Sean, please try again to download sosreport files from http://file.mad.redhat.com/eolivare/BZ1828834/ I have fixed the permissions. Sorry about that. Lucas, please take a look at Sean's previous comment. You can download logs the link above. If any logs are missing, I will have to reproduce it again. The environment is not available at this moment, but will be later today or during this week.

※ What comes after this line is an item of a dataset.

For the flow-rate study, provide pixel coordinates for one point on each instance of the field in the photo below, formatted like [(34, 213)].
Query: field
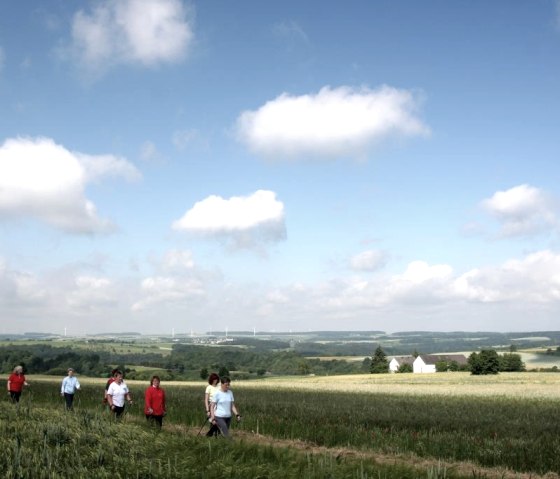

(In reply to eolivare from comment #9) > Sean, please try again to download sosreport files from > http://file.mad.redhat.com/eolivare/BZ1828834/ > I have fixed the permissions. Sorry about that. > > Lucas, please take a look at Sean's previous comment. You can download logs > the link above. If any logs are missing, I will have to reproduce it again. > The environment is not available at this moment, but will be later today or > during this week. Thanks Eduardo, I will probably need to look into the environment to try to understand what's going on, from the networking-ovn perspective, I don't think we are creating any provisioning block to the SRIOV port (VNIC_DIRECT) [0]. Maybe it's something that the SRIOV agent does ? (Do you happen to know Rodolfo?) I'll need to experiment with the environment and see what I can find. The weird part is that apparently VIFs were working before when we tested it out, I don't recall any changes on these parts of the code that could have affected it. [0] https://github.com/openstack/networking-ovn/blob/fd1c0c3cffc3c827028b04e4288240355150a987/networking_ovn/ml2/mech_driver.py#L443-L445 [1] https://github.com/openstack/networking-ovn/blob/fd1c0c3cffc3c827028b04e4288240355150a987/networking_ovn/ml2/mech_driver.py#L459-L464
*** Bug 1834592 has been marked as a duplicate of this bug. ***
Verified on: RHOS-16.1-RHEL-8-20200603.n.0 openstack-neutron-15.1.1-0.20200528113513.4157550.el8ost.noarch VM with VF ports are created successfully. All test_sriov_provider_network tests executed on OVN SRIOV CI job passed: https://rhos-qe-jenkins.rhev-ci-vms.eng.rdu2.redhat.com/job/DFG-network-networking-ovn-16.1_director-rhel-virthost-3cont_2comp-ipv4-vlan-sriov/26/artifact/tempest-results/tempest-results-neutron_qe_sriov.1.html
If this bug requires doc text for errata release, please set the 'Doc Type' and provide draft text according to the template in the 'Doc Text' field. The documentation team will review, edit, and approve the text. If this bug does not require doc text, please set the 'requires_doc_text' flag to '-'.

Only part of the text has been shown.